I had the most vivid dream last night.
And when I say vivid, I don't mean just vaguely realistic - this was so hauntingly real that I haven't been able to shake it for most of the day.
The details of the dream are a little hazy now, which is a shame. Its annoying that you can't record your dreams and watch them back later when you're fully awake. But I do know this. In my dream, I was pregnant. Very, very pregnant.
Now, having never had a child, I clearly would have no idea what it feels like to be carrying a child at almost full term. But in my dream, I could not only see my tummy as thought I was looking down at myself - I could feel it. I felt all stretched and distended, and heavy, and it was so, SO real. In the dream, I was on my way to hospital because I was about to go into labour. I knew the time had come for me to have my baby, and I was excited and terrified all at the same time. There was no pain in the dream...but the weight of the baby belly and how distended my stomach was...I could feel the baby moving around. It was so weird.

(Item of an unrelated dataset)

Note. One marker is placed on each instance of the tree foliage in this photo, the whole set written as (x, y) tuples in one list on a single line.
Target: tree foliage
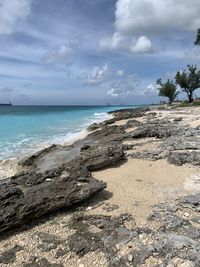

To the point where I woke up this morning, and not only did the dream stay with me for a few moments - I actually sat up with a bolting feeling of happiness that today was the day my child was going to arrive.
It was only when I put my hand on my tummy in what felt like a totally normal action, that I realised it wasnt real and there was no baby, really. And I was so gutted.
Now, dont get me wrong - I'm almost 25, and I would be lying if I said I didnt think about having children. Of course I do, I want to be a mum in the future and I wouldnt contemplate a future without a baby or two to stress me out along the way. But I dont actually want one now.
I'm quite happy with life how it is at the moment, I like that the only stresses I have really are mine, and Boyo's, and my cats. I dont have to think about, or take responsibility for, anything else.
But the overwhelming sadness when I sat up in bed this morning, realising that I wasnt going to have my child today, was choking. It didnt feel like disappointment that the dream wasnt real - it felt as though something I had had moments before had been physically taken away.
And I have not been able to shake it all day!
So....anyone out there any good at interpreting dreams?
Or interpreting strange lady behaviour once the dream has ended?!